Mi nombre es Javier y esta historia que te voy a contar es tan real como la vida misma. Puede parecer ficción, pero se trata de una experiencia que he vivido personalmente junto a mi primo. Sucedió este 2023 cuando estuve en su apartamento de la Antilla, en Huelva, durante la Semana Santa.
Para los que no os suena de nada, la Flecha del Rompido es una formación arenosa de más de 13 kilómetros de longitud que separa las aguas del río Piedras del océano Atlántico. Al final de la flecha, se puede apreciar la desembocadura del río. Se trata de un paraje natural e inaccesible para el ser humano lleno de playas vírgenes.
Hablando como aventurero, hacer esa ruta suponía todo un desafío para mí. ¡Quería hacerla y llevaba esperándola desde el verano pasado! Pero no me atreví antes por miedo a que las cosas salieran mal.
La noche anterior, habíamos llegado a La Antilla a más de las doce y no veas el ruido que formamos para dormir. Como de costumbre, yo me quedé en la litera de arriba, mientras que mi primo se quedó en la cama de al lado.
Ese día, apenas dormimos siete horas, puesto que, ya desde el principio, sabíamos que, si bien ya habíamos hecho rutas largas, ninguna como esa hasta la fecha.
Nada más levantarme, simplemente, organizamos los preparativos para el viaje y salimos. Hacía frío, así que llevé puesta la sudadera de la RUMT, la residencia universitaria en la que estoy estudiando. También, cogí mi palo de senderismo, me puse un bañador, me llevé un kit-kat y un botellín para el viaje, así como el móvil y la cartera (ambos imprescindibles en caso de emergencia). También me eché algo de crema por la cara, más bien poca, no sé si de algo me sirvió.
Mi primo, por el contrario, creo que no fue tan preparado, aunque sí que llevó su mochila, un kit-kat, un botellín y su palo de senderismo, el cual era bastante mejor que el mío.
Y ya para las siete y veinte de la mañana, aun cuando ni había amanecido, comenzó nuestra ruta. Todo playa, muy relajado. Paso por paso, cuando nos queríamos dar la vuelta, íbamos viendo como dejábamos atrás La Antilla.

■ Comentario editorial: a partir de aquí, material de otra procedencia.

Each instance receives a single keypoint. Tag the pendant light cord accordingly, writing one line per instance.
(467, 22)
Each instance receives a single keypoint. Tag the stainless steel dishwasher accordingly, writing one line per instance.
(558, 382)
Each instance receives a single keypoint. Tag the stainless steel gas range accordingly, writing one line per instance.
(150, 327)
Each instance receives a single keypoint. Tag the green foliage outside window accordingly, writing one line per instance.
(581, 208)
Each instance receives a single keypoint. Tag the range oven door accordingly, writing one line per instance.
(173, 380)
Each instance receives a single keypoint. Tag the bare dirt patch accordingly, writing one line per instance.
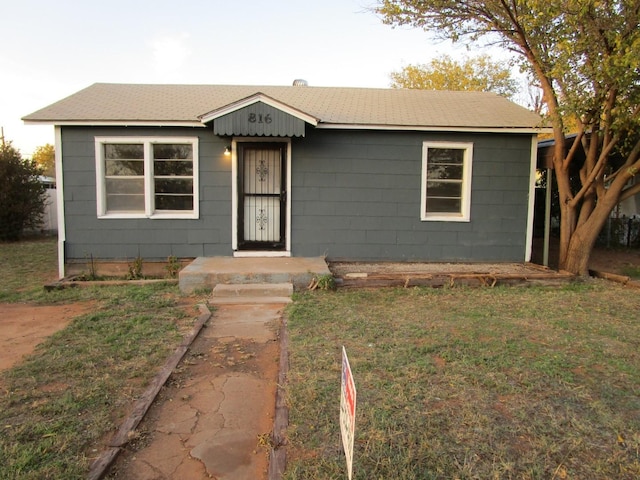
(24, 326)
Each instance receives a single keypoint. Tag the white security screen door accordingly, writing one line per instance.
(262, 196)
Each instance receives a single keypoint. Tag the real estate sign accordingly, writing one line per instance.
(347, 411)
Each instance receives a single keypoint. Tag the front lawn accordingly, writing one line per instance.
(521, 383)
(60, 405)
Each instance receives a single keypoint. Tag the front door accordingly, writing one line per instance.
(262, 196)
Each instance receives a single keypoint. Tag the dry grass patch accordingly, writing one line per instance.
(526, 383)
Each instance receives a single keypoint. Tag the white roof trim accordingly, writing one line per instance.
(259, 97)
(328, 126)
(418, 128)
(116, 123)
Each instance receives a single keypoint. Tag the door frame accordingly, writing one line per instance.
(235, 200)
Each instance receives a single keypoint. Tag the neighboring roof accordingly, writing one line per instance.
(131, 104)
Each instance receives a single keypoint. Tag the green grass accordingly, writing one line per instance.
(60, 405)
(26, 267)
(632, 271)
(526, 383)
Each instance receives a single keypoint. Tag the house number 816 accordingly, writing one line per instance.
(260, 118)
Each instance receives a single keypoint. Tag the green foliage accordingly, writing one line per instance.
(44, 156)
(173, 266)
(135, 269)
(22, 195)
(326, 282)
(443, 73)
(585, 56)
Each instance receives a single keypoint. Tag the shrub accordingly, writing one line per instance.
(22, 195)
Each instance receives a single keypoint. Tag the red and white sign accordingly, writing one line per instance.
(347, 411)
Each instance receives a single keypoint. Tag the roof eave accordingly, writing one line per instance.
(435, 128)
(116, 123)
(259, 97)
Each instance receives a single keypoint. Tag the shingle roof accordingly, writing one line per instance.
(385, 108)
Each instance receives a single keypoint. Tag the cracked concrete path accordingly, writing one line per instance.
(214, 417)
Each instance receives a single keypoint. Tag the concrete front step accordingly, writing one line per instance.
(225, 294)
(207, 272)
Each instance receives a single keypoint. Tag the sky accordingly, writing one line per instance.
(52, 49)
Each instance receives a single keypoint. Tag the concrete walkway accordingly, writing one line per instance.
(216, 413)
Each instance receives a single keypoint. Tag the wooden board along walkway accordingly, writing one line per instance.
(388, 274)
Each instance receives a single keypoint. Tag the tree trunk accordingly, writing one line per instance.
(583, 239)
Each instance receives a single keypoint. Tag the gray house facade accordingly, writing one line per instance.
(154, 171)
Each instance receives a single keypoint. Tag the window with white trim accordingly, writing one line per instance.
(446, 181)
(147, 177)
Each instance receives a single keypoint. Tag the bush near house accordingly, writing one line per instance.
(22, 196)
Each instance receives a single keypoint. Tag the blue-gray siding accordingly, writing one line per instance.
(355, 195)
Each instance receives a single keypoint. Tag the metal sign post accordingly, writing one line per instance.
(347, 411)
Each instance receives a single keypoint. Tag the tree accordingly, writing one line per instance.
(585, 56)
(443, 73)
(22, 195)
(45, 156)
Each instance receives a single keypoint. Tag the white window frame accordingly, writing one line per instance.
(465, 209)
(149, 211)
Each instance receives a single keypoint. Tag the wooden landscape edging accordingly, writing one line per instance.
(614, 277)
(278, 455)
(70, 283)
(450, 279)
(100, 466)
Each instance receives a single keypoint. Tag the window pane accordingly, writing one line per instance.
(443, 172)
(453, 156)
(174, 202)
(125, 203)
(121, 151)
(444, 205)
(172, 152)
(124, 167)
(173, 167)
(444, 189)
(125, 185)
(170, 185)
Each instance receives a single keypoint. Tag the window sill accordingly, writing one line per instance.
(161, 216)
(445, 218)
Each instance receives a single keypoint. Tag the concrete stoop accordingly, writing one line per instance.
(251, 293)
(208, 272)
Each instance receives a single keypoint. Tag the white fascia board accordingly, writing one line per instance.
(114, 123)
(346, 126)
(259, 97)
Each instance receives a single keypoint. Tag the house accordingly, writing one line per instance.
(153, 171)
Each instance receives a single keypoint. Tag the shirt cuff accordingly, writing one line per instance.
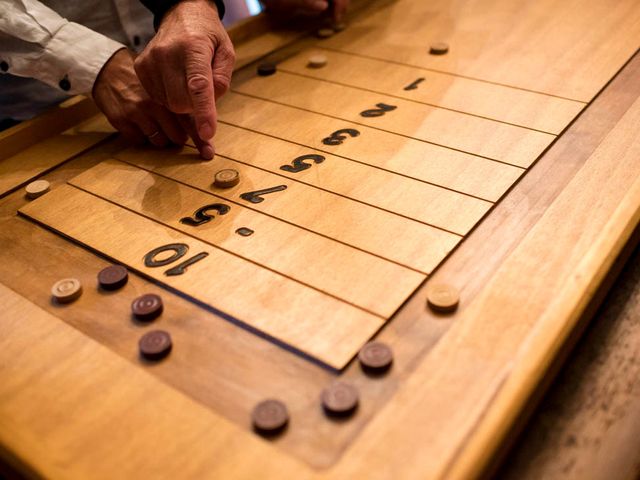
(74, 57)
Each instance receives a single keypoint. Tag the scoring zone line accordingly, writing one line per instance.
(360, 162)
(433, 105)
(237, 92)
(444, 72)
(248, 206)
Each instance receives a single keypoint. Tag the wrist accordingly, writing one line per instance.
(107, 69)
(163, 8)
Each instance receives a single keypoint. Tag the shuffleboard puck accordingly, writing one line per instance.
(340, 399)
(66, 290)
(375, 357)
(442, 298)
(113, 277)
(438, 48)
(155, 345)
(270, 417)
(226, 178)
(147, 307)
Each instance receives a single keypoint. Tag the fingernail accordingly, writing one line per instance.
(205, 131)
(207, 152)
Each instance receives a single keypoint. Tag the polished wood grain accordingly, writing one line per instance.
(571, 248)
(275, 245)
(457, 382)
(497, 102)
(43, 156)
(423, 161)
(438, 168)
(53, 122)
(415, 245)
(126, 421)
(569, 49)
(294, 314)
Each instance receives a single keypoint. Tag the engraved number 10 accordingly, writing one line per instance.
(179, 250)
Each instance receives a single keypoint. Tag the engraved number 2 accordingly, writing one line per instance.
(202, 215)
(381, 109)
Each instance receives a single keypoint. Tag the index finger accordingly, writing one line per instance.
(199, 78)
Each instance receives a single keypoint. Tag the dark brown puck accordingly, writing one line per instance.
(113, 277)
(267, 68)
(376, 357)
(147, 307)
(340, 399)
(155, 345)
(270, 417)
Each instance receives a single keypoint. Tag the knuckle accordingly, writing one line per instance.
(178, 105)
(222, 83)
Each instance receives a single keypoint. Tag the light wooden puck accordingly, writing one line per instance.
(37, 188)
(226, 178)
(439, 48)
(317, 61)
(270, 417)
(66, 290)
(442, 298)
(325, 32)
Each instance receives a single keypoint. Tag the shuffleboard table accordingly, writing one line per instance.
(445, 188)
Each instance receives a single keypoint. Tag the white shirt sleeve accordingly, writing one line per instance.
(36, 42)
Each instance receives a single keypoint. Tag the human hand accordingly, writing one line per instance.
(308, 7)
(188, 65)
(120, 96)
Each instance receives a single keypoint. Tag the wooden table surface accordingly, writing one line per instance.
(483, 178)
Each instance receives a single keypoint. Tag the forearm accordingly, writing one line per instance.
(36, 42)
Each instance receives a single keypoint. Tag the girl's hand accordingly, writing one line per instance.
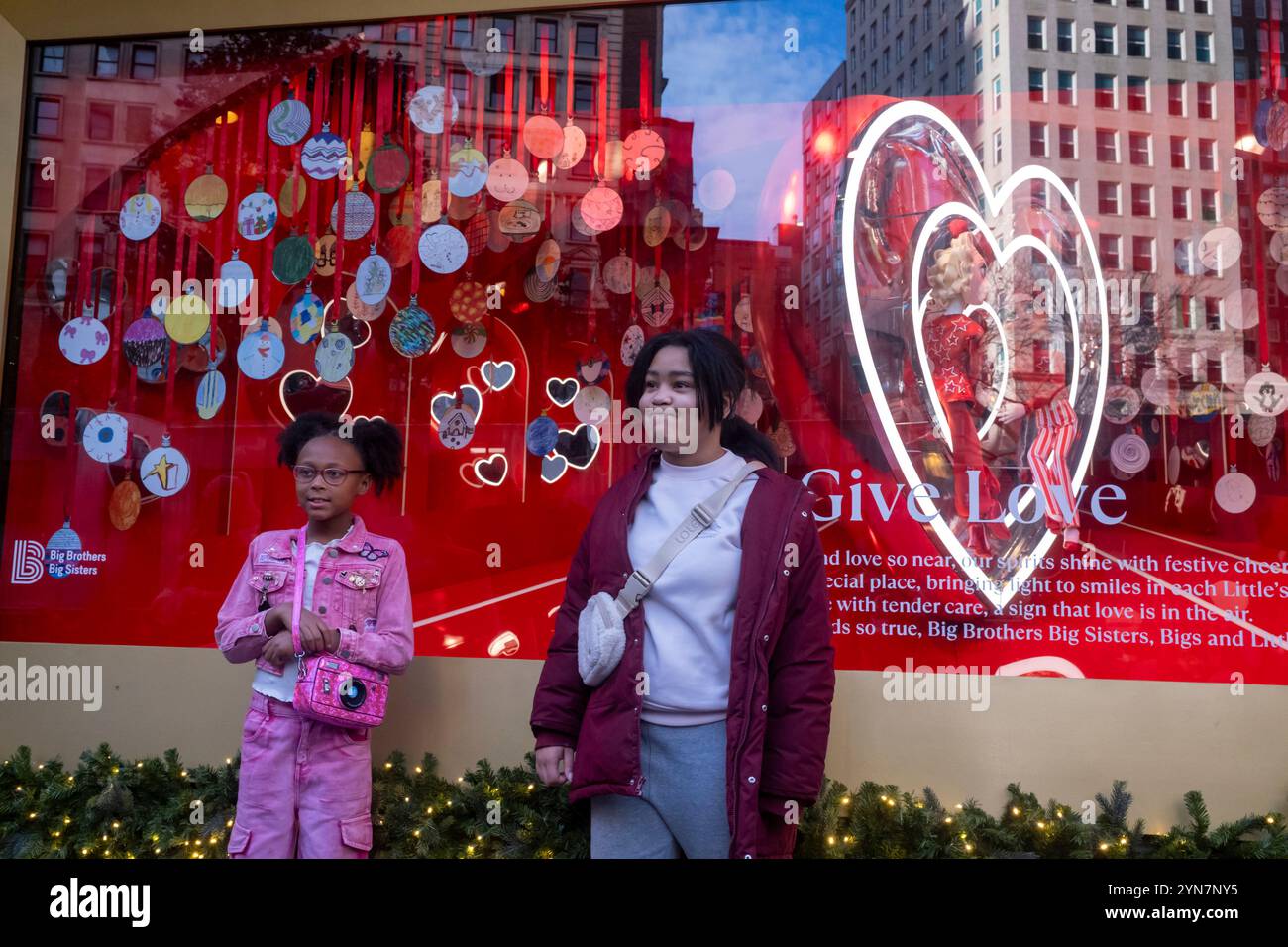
(278, 650)
(554, 764)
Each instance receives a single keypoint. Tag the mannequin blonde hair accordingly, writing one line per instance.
(949, 273)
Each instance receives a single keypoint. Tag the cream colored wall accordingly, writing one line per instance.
(1057, 738)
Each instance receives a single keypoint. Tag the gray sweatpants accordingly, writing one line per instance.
(683, 806)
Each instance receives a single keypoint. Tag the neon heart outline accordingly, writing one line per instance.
(876, 128)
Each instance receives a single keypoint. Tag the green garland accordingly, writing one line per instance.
(158, 808)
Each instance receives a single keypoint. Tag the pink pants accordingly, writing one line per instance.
(1057, 425)
(305, 788)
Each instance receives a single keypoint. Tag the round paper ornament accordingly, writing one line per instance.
(210, 393)
(1122, 405)
(295, 189)
(1220, 249)
(307, 316)
(375, 275)
(601, 208)
(1159, 385)
(1273, 208)
(1235, 492)
(360, 309)
(548, 260)
(519, 219)
(399, 245)
(542, 136)
(141, 215)
(261, 355)
(257, 214)
(206, 196)
(469, 302)
(506, 178)
(574, 147)
(360, 213)
(334, 357)
(292, 260)
(163, 470)
(288, 120)
(618, 273)
(84, 339)
(323, 154)
(657, 224)
(411, 330)
(643, 147)
(1266, 393)
(1129, 454)
(425, 108)
(187, 318)
(145, 341)
(58, 561)
(123, 509)
(632, 341)
(106, 437)
(323, 256)
(1261, 429)
(541, 436)
(591, 405)
(468, 339)
(389, 166)
(468, 170)
(536, 289)
(657, 307)
(1203, 402)
(443, 249)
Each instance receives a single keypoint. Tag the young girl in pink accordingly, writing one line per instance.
(305, 787)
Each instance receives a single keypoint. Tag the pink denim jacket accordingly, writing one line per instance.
(361, 587)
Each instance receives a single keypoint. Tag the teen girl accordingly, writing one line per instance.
(305, 787)
(728, 664)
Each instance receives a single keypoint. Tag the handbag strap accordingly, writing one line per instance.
(698, 519)
(300, 547)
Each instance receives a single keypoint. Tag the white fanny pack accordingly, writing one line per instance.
(600, 626)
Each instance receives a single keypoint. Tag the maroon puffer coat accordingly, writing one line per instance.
(781, 677)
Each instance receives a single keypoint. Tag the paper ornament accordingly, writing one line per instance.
(323, 154)
(1266, 393)
(411, 330)
(206, 196)
(542, 136)
(506, 178)
(84, 339)
(163, 471)
(443, 249)
(574, 147)
(425, 108)
(261, 355)
(141, 215)
(187, 318)
(145, 341)
(257, 215)
(360, 214)
(468, 170)
(307, 317)
(1235, 492)
(292, 260)
(334, 357)
(600, 208)
(210, 393)
(106, 437)
(387, 166)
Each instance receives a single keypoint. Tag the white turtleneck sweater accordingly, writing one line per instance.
(688, 613)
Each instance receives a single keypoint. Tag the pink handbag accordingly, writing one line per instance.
(329, 688)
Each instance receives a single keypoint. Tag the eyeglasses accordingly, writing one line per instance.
(335, 475)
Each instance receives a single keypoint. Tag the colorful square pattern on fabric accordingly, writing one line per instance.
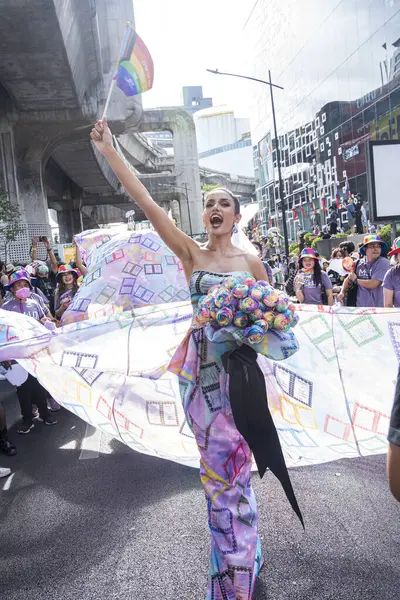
(361, 328)
(294, 385)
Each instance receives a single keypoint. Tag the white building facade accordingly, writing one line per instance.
(224, 141)
(339, 65)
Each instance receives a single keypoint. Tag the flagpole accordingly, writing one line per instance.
(112, 86)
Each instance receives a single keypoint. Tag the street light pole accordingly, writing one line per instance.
(278, 160)
(278, 154)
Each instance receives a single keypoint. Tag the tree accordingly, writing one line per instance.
(10, 222)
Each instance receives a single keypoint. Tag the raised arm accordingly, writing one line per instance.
(180, 244)
(78, 258)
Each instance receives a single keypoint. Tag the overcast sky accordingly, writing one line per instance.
(185, 37)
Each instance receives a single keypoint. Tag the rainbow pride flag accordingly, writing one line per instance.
(135, 72)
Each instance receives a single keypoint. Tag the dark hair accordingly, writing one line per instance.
(349, 247)
(317, 277)
(234, 198)
(335, 252)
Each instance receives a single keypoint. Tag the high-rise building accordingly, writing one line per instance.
(339, 65)
(224, 141)
(193, 101)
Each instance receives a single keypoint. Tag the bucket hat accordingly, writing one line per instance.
(372, 239)
(395, 247)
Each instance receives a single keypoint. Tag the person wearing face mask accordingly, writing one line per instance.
(369, 273)
(311, 284)
(208, 371)
(391, 283)
(67, 286)
(30, 392)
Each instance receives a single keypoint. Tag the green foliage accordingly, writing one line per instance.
(386, 234)
(315, 242)
(10, 222)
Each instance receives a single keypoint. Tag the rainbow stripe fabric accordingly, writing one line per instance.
(135, 73)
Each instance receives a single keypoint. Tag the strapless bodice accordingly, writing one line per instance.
(202, 281)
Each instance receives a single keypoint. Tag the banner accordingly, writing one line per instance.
(332, 399)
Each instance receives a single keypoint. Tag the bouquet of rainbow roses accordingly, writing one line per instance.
(248, 307)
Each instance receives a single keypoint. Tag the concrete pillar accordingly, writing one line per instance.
(187, 172)
(69, 223)
(186, 162)
(22, 179)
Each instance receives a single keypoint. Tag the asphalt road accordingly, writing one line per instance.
(118, 525)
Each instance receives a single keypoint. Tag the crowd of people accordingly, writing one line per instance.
(362, 277)
(42, 290)
(356, 278)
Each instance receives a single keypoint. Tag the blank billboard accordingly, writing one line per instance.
(384, 167)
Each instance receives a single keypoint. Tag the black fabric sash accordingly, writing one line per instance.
(248, 397)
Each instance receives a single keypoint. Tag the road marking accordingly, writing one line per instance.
(7, 482)
(90, 446)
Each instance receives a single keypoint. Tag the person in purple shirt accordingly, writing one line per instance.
(391, 283)
(311, 284)
(30, 392)
(369, 273)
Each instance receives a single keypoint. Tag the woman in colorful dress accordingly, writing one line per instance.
(391, 282)
(226, 459)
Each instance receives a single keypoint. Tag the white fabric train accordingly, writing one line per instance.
(107, 363)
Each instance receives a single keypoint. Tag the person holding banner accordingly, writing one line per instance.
(311, 284)
(29, 391)
(368, 274)
(202, 367)
(391, 283)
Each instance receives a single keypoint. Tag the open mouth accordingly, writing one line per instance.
(216, 220)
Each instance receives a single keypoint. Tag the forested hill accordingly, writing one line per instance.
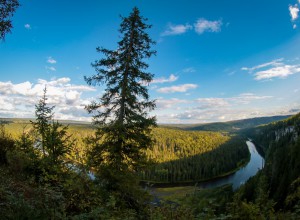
(233, 126)
(279, 181)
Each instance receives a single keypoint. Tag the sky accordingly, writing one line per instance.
(216, 60)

Pronto pudimos presenciar el amanecer en plena ruta y, a medida que caminábamos, observábamos centenares de gaviotas en las orillas del mar. No nos cruzamos con seres humanos en kilómetros de distancia. A pesar de ello, por muy irónico que pareciera, seguía habiendo cobertura.
Ya para algo más de las diez de la mañana, después de casi tres horas de camino, llegamos a la punta de la flecha. Desde allí pudimos presenciar diversos núcleos de población y gente pescando, así como playas fluviales enfrente nuestra. La desembocadura del río Piedras era toda una maravilla natural.
En ese momento, me vine demasiado arriba. Era entonces cuando pensaba en aquella ruta a la que tanto le temía y pude darme cuenta de que no me había resultado tan complicada. Aunque llevase alrededor de tres horas andando sin parar, no me notaba cansado, y creo que mi primo tampoco.
Ese sería el lugar donde llevaríamos a cabo nuestra pequeña parada. Fue allí donde aprovechamos para tomarnos nuestros kit-kat y beber algo de agua. Sin embargo, debido a la lejanía e inaccesibilidad del sitio, estaba empeñado en que llegásemos para la una, por lo que puede ser que no durara más de quince minutos el descanso.
A veces reconozco que soy nervioso e impaciente y meto demasiada presión a mi primo, pero, en esta ocasión, igual con eso, pudimos salvarnos de un mal mucho mayor. Y de una insolación también.
Para el viaje de regreso, mis ansias de explorar me llevaron a hacer la flecha por el interior. Algo completamente fuera del sentido común, ahora que recuerdo la vivencia.
En principio, todo era arena, sí, arena. Pero no era como la arena de la playa. Por arriba o por abajo, con sandalias o sin sandalias, ¡no había forma de ir bien! Bueno, igual metiendo los pies en el río... ¡Nada! ¡Que no había manera de ir bien!